I3DCP Bridge
Project Team
Prof. Dr. Norman Hack, Prof. Dr. Harald Kloft, Yinan Xiao (Institute of Structural Design, Technische Universität Braunschweig)
Prof. Dr. Pierluigi D’Acunto, Dr. Patrick Ole Ohlbrock (Professorship of Structural Design, Technical University of Munich)
Jun.-Prof. Dr. Inka Mai (Professorship of Robot-Assisted Manufacturing of the Built Environment, TU Berlin)
Prof. Dr. Dirk Lowke, Aileen Vandenberg, Ph.D. (Institute of Building Materials, Concrete Construction and Fire Safety, Technische Universität Braunschweig)
Sponsors
Volkswagen Stiftung
Matthäi Stiftung
Over the past few decades, the construction industry has undergone significant changes due to the emergence of automation and digitalization. One of the most promising technologies in this regard is 3D concrete printing, which offers numerous advantages over traditional construction methods, including a reduction of materials, waste, and energy, higher degrees of geometric complexity of structural members, and increased automation. However, current additive manufacturing techniques primarily focus on layer-by-layer based 3D printing techniques that are commonly applied in horizontal layers. While layer-by-layer processes feature a set of distinct advantages, there are inherent limitations to them, i.e. a limited ability in geometric complexity such as overhangs, which need additional structural support.
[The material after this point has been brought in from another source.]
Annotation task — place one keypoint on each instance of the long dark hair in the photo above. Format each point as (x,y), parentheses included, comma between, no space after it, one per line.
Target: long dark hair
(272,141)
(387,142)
The novel approach of Injection 3D Concrete Printing (I3DCP) has been recently introduced, which challenges the layered build-up and enables more complex spatial printing trajectories. This technology involves the robotic injection of concrete into a non-hardening carrier liquid that supports the printed strands. With this technique, we can create intricate and filigree lightweight structures, which are today completely unknown with concrete as a construction material. Furthermore, the use of I3DCP allows the print path to be aligned with complex spatial stress trajectories that can be treated as strut-and-tie networks in the design phase using equilibrium-based methods such as Vector-based Graphic Statics (VGS). VGS is a geometry-based approach to the analysis and design of structures in static equilibrium that is particularly effective for designing spatially complex, lightweight, and material-efficient structures. VGS uses the form diagram to model the geometry of a structure with its applied loads and the force diagram to represent the equilibrium of the forces applied to the nodes of the structure. By combining VGS and I3DCP, the geometry of the lattice structure can be optimized in the early design phase to meet the static requirements and constraints of the I3DCP manufacturing process. The goal is to make 3D concrete printing more efficient, sustainable, and cost-effective and to explore new possibilities for design and construction that were previously unimaginable.